10. Op de door [verzoeker] daarnaast aangevoerde grond dat hij na de beschikking van 10 juli 2018 stukken van beslissende aard in handen heeft gekregen die door toedoen van Rabobank waren achtergehouden zou het herroepingsverzoek evenmin kunnen slagen. Inderdaad heeft GGN niet voldaan aan verzoeken van [verzoeker] om hem bewijs te verstrekken van de door Rabobank aan GGN verstrekte volmacht, waaronder het verzoek van 7 juli 2019 om binnen vijftien dagen een afschrift van een document te verstrekken waaruit blijkt (i) wie namens Rabobank aan GGN opdracht heeft gegeven tot incasso van de vordering op hem en (ii) dat die persoon bevoegd was deze opdracht te geven. Daaruit volgt niet dat [verzoeker] stukken van beslissende aard – dit zijn stukken die de uitspraak anders zouden hebben doen uitvallen – in handen heeft gekregen die door toedoen van de Rabobank waren achtergehouden. [verzoeker] verwijt Rabobank nu juist dat zij geen bewijsstukken heeft verstrekt. Uit hetgeen het hof onder 9 heeft overwogen volgt bovendien dat ook geen (nieuwe) feiten en omstandigheden zijn gebleken op grond waarvan de beslissing anders zou zijn uitgevallen.

11. In het kader van deze herroepingsprocedure kan in het midden blijven of, zoals [verzoeker] stelt, GGN verplicht was aan hem bewijs van haar volmacht te verstrekken. Het hof ziet niettemin aanleiding hierover het volgende te overwegen. Naar het hof begrijpt, beroept [verzoeker] zich in dit verband op artikel 3:71 lid 1 BW dat bepaalt dat de wederpartij de verklaring van een gevolmachtigde als ongeldig van de hand kan wijzen als zij de gevolmachtigde terstond om bewijs van die volmacht heeft gevraagd en dit bewijs haar niet onverwijld wordt geleverd. Het bewijs van de volmacht kan op twee manieren worden geleverd, namelijk door een geschrift of door een bevestiging door de volmachtgever. Deze bepaling ziet op de situatie dat bevoegd namens de volmachtgever is gehandeld. Het verzoek om bewijs moet terstond worden gedaan, dat wil zeggen: onmiddellijk nadat de rechtshandeling is verricht. Naderhand kan het artikel niet meer worden ingeroepen. Blijkens de parlementaire geschiedenis moet in het geval dat later toch gerede twijfel aan het bestaan van de volmacht ontstaat, de wederpartij zich wenden tot de volmachtgever die naar redelijkheid en billijkheid tot het verschaffen van duidelijkheid zal zijn gehouden (memorie van antwoord II, Parl. Gesch. InvW 3, p. 1188).

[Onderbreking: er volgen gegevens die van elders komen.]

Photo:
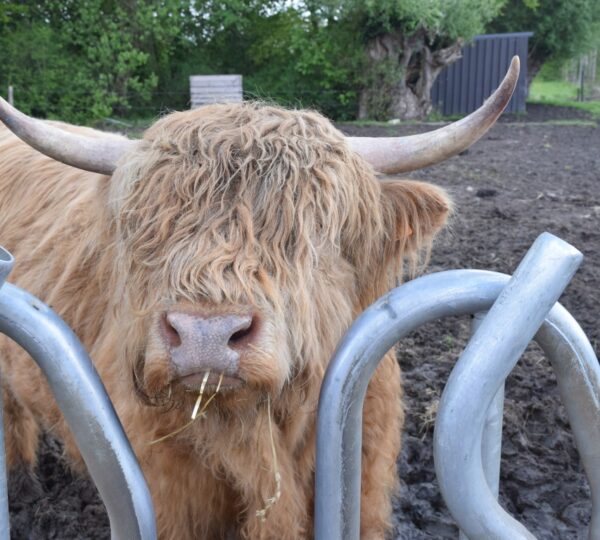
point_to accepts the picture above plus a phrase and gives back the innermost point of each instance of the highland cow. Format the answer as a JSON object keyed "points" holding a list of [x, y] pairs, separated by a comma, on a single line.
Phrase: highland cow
{"points": [[222, 256]]}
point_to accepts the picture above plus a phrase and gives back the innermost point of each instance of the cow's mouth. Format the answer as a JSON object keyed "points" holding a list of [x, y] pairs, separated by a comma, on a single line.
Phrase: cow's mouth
{"points": [[193, 382]]}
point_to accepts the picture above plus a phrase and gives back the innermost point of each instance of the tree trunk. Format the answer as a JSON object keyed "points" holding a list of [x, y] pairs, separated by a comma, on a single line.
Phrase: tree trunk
{"points": [[402, 73]]}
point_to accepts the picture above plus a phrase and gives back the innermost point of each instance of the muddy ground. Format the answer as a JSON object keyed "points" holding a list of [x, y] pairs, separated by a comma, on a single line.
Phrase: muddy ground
{"points": [[523, 178]]}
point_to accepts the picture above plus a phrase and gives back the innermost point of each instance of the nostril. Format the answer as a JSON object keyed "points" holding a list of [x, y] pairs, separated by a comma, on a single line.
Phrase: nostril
{"points": [[244, 335], [171, 334]]}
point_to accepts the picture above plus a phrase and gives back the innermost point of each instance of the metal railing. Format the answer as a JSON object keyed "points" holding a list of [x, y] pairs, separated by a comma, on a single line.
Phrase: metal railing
{"points": [[467, 435], [83, 400]]}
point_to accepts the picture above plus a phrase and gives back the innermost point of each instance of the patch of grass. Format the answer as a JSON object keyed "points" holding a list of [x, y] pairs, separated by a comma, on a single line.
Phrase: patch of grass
{"points": [[560, 94], [548, 91]]}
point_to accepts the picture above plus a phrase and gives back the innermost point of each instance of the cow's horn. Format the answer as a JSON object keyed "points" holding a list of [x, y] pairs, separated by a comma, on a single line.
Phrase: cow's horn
{"points": [[95, 154], [402, 154]]}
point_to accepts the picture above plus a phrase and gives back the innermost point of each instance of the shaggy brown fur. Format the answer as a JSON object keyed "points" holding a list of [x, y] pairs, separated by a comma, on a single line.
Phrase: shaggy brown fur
{"points": [[225, 206]]}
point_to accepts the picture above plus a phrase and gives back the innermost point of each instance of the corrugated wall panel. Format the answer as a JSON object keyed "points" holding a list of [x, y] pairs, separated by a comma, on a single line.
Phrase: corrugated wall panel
{"points": [[463, 86]]}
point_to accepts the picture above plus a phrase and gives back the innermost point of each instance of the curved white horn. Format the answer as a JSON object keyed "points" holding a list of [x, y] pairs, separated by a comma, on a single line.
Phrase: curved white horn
{"points": [[402, 154], [95, 154]]}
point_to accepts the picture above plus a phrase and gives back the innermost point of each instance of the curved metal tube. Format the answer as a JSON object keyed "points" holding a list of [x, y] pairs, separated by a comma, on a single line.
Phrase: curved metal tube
{"points": [[339, 421], [84, 402], [6, 264], [578, 377], [485, 363]]}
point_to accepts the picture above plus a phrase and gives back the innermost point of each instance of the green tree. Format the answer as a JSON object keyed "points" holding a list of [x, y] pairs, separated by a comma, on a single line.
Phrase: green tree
{"points": [[561, 28], [406, 45], [84, 60]]}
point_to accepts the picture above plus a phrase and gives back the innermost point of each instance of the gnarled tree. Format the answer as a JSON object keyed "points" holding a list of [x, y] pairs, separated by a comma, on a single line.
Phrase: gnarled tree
{"points": [[407, 44]]}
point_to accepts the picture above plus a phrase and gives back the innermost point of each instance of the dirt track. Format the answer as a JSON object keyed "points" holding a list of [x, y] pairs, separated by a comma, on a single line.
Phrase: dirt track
{"points": [[520, 180]]}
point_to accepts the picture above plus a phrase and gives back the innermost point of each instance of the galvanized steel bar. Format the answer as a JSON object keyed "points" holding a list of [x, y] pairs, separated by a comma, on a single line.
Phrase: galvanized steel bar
{"points": [[339, 424], [491, 441], [487, 360], [578, 376], [82, 398], [6, 264], [339, 417]]}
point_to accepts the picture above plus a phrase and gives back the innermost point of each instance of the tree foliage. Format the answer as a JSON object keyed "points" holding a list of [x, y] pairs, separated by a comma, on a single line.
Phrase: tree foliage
{"points": [[82, 60], [85, 60], [561, 28]]}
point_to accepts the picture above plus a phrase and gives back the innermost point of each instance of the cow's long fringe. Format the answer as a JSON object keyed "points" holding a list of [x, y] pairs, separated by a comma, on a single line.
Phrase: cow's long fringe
{"points": [[226, 206]]}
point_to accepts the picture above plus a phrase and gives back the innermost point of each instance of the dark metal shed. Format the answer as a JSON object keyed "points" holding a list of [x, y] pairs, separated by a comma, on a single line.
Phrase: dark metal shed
{"points": [[464, 85]]}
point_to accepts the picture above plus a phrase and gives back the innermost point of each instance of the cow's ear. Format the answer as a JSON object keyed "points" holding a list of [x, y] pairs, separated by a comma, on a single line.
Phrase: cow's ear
{"points": [[413, 213]]}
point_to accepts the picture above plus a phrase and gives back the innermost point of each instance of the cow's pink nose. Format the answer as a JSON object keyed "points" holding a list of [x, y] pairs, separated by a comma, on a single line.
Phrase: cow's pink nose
{"points": [[199, 343]]}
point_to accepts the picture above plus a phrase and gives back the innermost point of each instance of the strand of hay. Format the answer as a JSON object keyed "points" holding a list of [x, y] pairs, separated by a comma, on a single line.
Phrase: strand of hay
{"points": [[195, 413], [262, 513], [199, 400]]}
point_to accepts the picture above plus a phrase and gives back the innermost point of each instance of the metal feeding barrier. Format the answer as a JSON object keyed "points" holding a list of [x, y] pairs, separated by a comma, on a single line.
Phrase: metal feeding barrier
{"points": [[83, 400], [468, 428]]}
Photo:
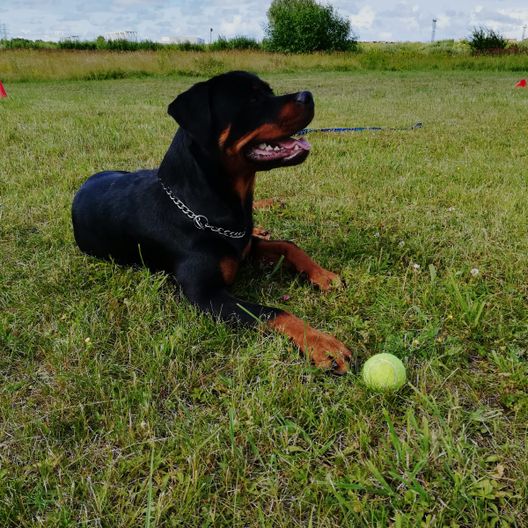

12. [verzoeker] heeft niet gesteld – en ook niet gebleken is – dat [verzoeker] destijds, nadat GGN hem (in elk geval) bij brieven van 10 december 2014 en 27 maart 2015 namens Rabobank schriftelijke sommaties had gestuurd, het bestaan van de volmacht van GGN in twijfel heeft getrokken en bewijs ervan heeft verlangd. Hij heeft immers in antwoord op die sommaties, bij brieven van 27 februari 2015 en 29 april 2015, aan GGN medegedeeld dat hij Rabobank niets verschuldigd is, zonder om bewijs van de volmacht van GGN te vragen. Eerst op 18 november 2018, en dus nadat op 10 juli 2018 de beschikking waarvan [verzoeker] herroeping verzoekt was gegeven, heeft [verzoeker] aan GGN verzocht om een afschrift van de door Rabobank aan haar verstrekte volmacht om de sommatiebrieven aan [verzoeker] te mogen versturen. Gezien het tijdsverloop van ruim drieënhalf jaar sinds de laatste aanmaning door GGN – 27 maart 2015 – is het hof van oordeel dat het bewijs van de volmacht niet terstond is gevraagd. Ook daarom, los van de beschikking van 10 juli 2018, was GGN niet meer gehouden bewijs van haar volmacht te verstrekken. Voor de beantwoording van de vraag of van Rabobank mocht worden verwacht dat zij duidelijkheid hierover aan [verzoeker] zou verschaffen, overweegt het hof dat er bij [verzoeker] geen gerede twijfel aan de volmachtverlening kan hebben bestaan. Gesteld noch gebleken is immers dat er bij [verzoeker] destijds onduidelijkheid over de vertegenwoordigingsbevoegdheid van GGN heeft bestaan of dat [verzoeker], doordat hij (nota bene terecht) heeft vertrouwd op de vertegenwoordigingsbevoegdheid van GGN, in een nadeliger positie is komen te verkeren. Zijn beroep op het ontbreken van bewijs van de volmacht aan GGN lijkt dan ook geen ander doel te hebben dan (een vergeefse poging) de door GGN bevoegd namens Rabobank verrichte stuitingshandelingen aan te vechten. Onder die omstandigheden was ook Rabobank niet gehouden om de volmacht aan GGN te bevestigen. Overigens is ook al in de beschikking van 10 juli 2018 overwogen dat en waarom er geen volmacht behoefde te worden overgelegd als bewijs van het bevoegdelijke optreden van GGN.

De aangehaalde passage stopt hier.